Spot the error in these statements:
“I’ve met some unpleasant gay people, so now I am justified in believing homosexuality is wrong.”
“My former colleagues at a socialist think tank were manipulative and wrote some misleading articles, so now I am justified in believing that socialism is wrong.”
Answer: The conclusion to each statement is an utter non sequitur. The unpleasantness of some hypothetical gay people and the unethical behavior of some hypothetical former colleagues say nothing about the moral status of homosexuality and socialism, respectively.
Yet the structure of these statements is the basic structure of an anecdotal essay in Vox by Susie Meister, an independent scholar who earned a PhD in religious studies from the University of Pittsburgh.
In her article titled “How my job talking women out of abortions made me pro-choice,” Meister recounts her experience working at a pregnancy-crisis center back when she was pro-life. What she claims to have experienced — a caricature-perfect group of ignorant, judgmental pro-lifers who misled scared pregnant women about abortion in order to advance traditional gender roles — estranged her from the pro-life movement.
She writes,
We were directed to tell women that studies show they will regret an abortion for the rest of their lives, that they would inevitably be haunted by night terrors, anxiety, depression, and other physical ailments because of their decision to abort.
The “studies” were not cited, but it didn’t seem to matter to the staff, none of whom ever openly questioned the validity of the claims and, from what I saw, always stuck to the script when interacting with the pregnant women. They seemed to be focused solely on the center’s mission to prevent abortion, and were either convinced of the studies’ accuracy or were operating under an ends-justify-the-means approach.
Increasingly disaffected, Meister left her job at the pregnancy-crisis center after meeting with a girl who had been raped and asked for a pregnancy test (the girl discovered she wasn’t pregnant).
Before administering the pregnancy test, Meister
told her I understood. I told her I had been raped too.
I was a virgin when I was attacked. I remembered that feeling of fear, of hoping I wouldn’t end up pregnant. She and I shared a moment of silent connection, and we both started to cry.
I knew I could no longer do this job. I could no longer try to convince women what to do with their bodies based on anecdotal evidence, misinformation, and scare tactics.
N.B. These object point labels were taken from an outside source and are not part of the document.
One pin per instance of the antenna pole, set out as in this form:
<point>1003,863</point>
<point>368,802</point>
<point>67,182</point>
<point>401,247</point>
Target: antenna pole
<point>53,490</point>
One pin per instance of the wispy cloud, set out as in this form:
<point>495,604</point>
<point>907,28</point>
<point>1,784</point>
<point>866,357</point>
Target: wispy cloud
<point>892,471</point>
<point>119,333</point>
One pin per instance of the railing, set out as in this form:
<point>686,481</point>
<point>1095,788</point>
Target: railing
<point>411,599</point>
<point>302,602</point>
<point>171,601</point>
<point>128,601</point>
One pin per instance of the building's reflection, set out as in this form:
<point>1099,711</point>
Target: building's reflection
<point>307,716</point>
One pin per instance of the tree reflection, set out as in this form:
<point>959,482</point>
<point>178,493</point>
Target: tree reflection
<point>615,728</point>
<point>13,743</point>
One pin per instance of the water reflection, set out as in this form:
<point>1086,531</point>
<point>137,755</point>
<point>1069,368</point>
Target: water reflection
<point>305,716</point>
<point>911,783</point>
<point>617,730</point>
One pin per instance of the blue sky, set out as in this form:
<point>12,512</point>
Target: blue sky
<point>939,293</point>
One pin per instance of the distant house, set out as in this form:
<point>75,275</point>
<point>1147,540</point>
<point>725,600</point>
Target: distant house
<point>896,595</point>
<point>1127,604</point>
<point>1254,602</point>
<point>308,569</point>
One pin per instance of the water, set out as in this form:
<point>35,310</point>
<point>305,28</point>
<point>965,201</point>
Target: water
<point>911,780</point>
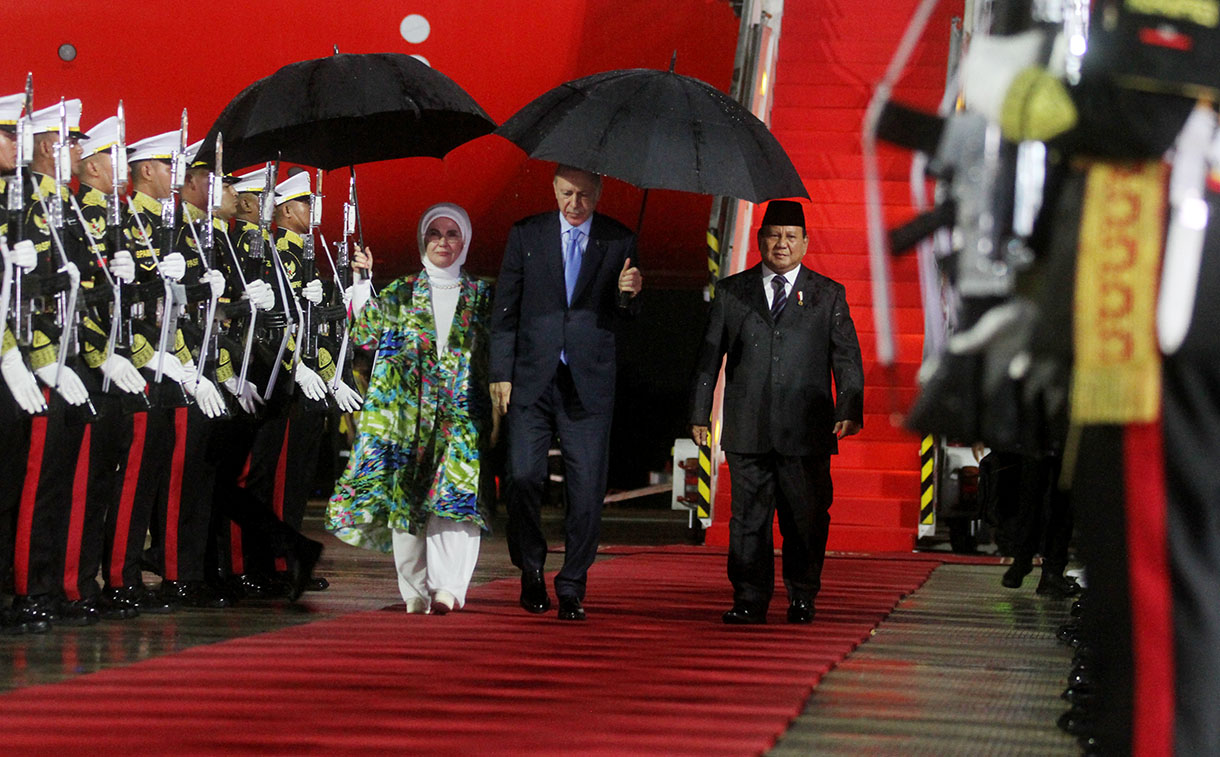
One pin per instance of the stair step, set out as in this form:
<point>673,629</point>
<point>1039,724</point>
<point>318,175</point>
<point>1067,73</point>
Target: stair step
<point>875,512</point>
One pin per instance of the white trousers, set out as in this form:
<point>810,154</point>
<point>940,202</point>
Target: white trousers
<point>442,559</point>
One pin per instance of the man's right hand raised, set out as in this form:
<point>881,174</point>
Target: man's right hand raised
<point>699,434</point>
<point>500,393</point>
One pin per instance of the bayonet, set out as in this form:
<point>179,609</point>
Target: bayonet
<point>25,136</point>
<point>309,268</point>
<point>175,297</point>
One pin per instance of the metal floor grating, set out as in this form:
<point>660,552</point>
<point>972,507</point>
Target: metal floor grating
<point>960,667</point>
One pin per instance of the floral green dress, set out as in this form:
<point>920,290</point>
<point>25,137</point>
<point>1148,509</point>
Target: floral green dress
<point>421,445</point>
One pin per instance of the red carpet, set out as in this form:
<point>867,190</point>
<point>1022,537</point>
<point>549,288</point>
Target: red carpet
<point>653,670</point>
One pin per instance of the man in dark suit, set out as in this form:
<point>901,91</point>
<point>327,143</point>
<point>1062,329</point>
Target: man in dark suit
<point>566,282</point>
<point>786,330</point>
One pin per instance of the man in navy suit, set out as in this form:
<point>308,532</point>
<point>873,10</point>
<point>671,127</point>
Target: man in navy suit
<point>566,283</point>
<point>786,331</point>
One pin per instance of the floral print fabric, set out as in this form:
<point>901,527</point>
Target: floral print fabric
<point>420,443</point>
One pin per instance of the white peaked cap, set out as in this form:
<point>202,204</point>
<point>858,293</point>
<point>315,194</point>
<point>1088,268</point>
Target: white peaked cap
<point>100,138</point>
<point>48,120</point>
<point>293,188</point>
<point>10,109</point>
<point>162,147</point>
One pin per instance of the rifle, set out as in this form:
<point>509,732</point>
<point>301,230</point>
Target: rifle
<point>282,282</point>
<point>118,171</point>
<point>23,321</point>
<point>210,346</point>
<point>343,271</point>
<point>176,296</point>
<point>248,349</point>
<point>55,226</point>
<point>173,298</point>
<point>309,269</point>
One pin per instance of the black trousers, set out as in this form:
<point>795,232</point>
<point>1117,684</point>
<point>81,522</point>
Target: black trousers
<point>308,425</point>
<point>57,471</point>
<point>189,503</point>
<point>157,493</point>
<point>262,531</point>
<point>15,429</point>
<point>127,520</point>
<point>584,443</point>
<point>1037,514</point>
<point>797,490</point>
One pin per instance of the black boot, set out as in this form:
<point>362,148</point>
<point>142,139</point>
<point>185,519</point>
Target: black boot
<point>1055,585</point>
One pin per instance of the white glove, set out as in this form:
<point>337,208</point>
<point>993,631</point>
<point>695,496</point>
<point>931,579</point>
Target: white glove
<point>22,255</point>
<point>245,392</point>
<point>310,382</point>
<point>123,375</point>
<point>347,398</point>
<point>122,266</point>
<point>215,280</point>
<point>21,382</point>
<point>991,65</point>
<point>171,368</point>
<point>261,294</point>
<point>173,266</point>
<point>68,387</point>
<point>358,296</point>
<point>206,396</point>
<point>312,292</point>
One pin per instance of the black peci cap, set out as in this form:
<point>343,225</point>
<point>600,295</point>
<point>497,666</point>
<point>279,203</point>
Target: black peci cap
<point>783,213</point>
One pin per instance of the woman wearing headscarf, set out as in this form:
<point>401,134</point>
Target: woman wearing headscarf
<point>414,481</point>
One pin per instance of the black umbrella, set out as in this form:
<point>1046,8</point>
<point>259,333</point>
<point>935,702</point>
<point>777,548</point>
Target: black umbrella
<point>344,110</point>
<point>656,130</point>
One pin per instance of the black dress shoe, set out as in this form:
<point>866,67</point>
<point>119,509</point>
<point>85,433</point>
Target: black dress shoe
<point>37,609</point>
<point>300,568</point>
<point>78,613</point>
<point>1057,586</point>
<point>570,609</point>
<point>193,594</point>
<point>1016,572</point>
<point>10,624</point>
<point>14,622</point>
<point>533,592</point>
<point>259,586</point>
<point>743,614</point>
<point>800,611</point>
<point>145,600</point>
<point>109,609</point>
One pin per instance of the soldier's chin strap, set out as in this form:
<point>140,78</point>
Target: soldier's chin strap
<point>1194,154</point>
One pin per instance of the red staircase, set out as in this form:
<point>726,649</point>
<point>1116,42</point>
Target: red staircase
<point>831,55</point>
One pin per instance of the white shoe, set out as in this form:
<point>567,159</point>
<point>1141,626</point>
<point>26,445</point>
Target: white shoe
<point>443,602</point>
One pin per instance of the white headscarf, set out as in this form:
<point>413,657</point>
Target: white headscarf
<point>454,213</point>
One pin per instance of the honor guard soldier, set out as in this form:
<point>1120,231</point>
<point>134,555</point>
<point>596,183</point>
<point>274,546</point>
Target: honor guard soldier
<point>151,463</point>
<point>53,506</point>
<point>1135,198</point>
<point>286,448</point>
<point>203,238</point>
<point>20,393</point>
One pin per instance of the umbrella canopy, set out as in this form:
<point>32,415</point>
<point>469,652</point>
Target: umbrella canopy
<point>344,110</point>
<point>656,130</point>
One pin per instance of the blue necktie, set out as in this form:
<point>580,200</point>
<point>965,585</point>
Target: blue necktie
<point>780,299</point>
<point>572,261</point>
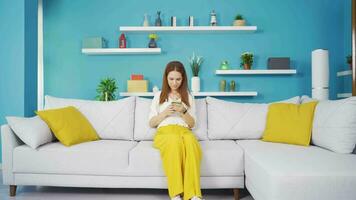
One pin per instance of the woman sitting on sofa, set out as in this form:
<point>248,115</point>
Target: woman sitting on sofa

After this experience, Meister became pro-choice. She doesn’t explicitly aver that this experience alone justifies her pro-choice stance, but that is the implication throughout. In her anecdote, the pro-lifers are the villains, and her conclusion is to become pro-choice.
This piece, filed under Vox’s “First Person” section, reads like one long non sequitur. If Meister wanted to condense this story to introduce some data-driven piece about pregnancy-crisis centers, fine. But she didn’t. She penned a long and emotional anecdote whose implied argument is roughly: “These anti-abortion folk were kind of sketchy and rape is awful, ergo abortion is not wrong.”
Someone give this woman a PhD. Oh wait, she already has one.
There’s a sense in which this approach to the abortion debate is disingenuous. A moderately informed person should know that the legal argument against abortion is not that women should be bound to the home or that abortion is women’s worst sin. (I’ve yet to meet pro-lifers in my vast circle of conservative friends who believe either of these things, but apparently Meister has.) It isn’t that abortion can be traumatic for some women. It isn’t that unborn babies develop fingernails or might feel pain, though such considerations can help us grasp their humanity. And it isn’t that no pro-life people are sketchy or dishonest (but shame on any who are).
The central, necessary, and sufficient pro-life argument is that human life begins at conception and therefore that abortion amounts to the willful killing of an innocent human being. One premise this argument relies on is that willfully killing innocent human beings is wrong. Even the rising support among Americans for physician-assisted suicide needn’t amount to support for the willful nonconsensual killing of an innocent human being, though obviously popular support doesn’t make something right anyway.
We can acknowledge that rape is hideous and scarring, that single motherhood is extremely difficult, that giving your baby up for adoption can be painful. Women who endure these things should receive support from their communities and from organizations. But none of these issues addresses the central pro-life argument. Meister utterly fails to engage with it. And since she offers no other reasons for her conversion, I’m led to believe it was driven solely by emotion.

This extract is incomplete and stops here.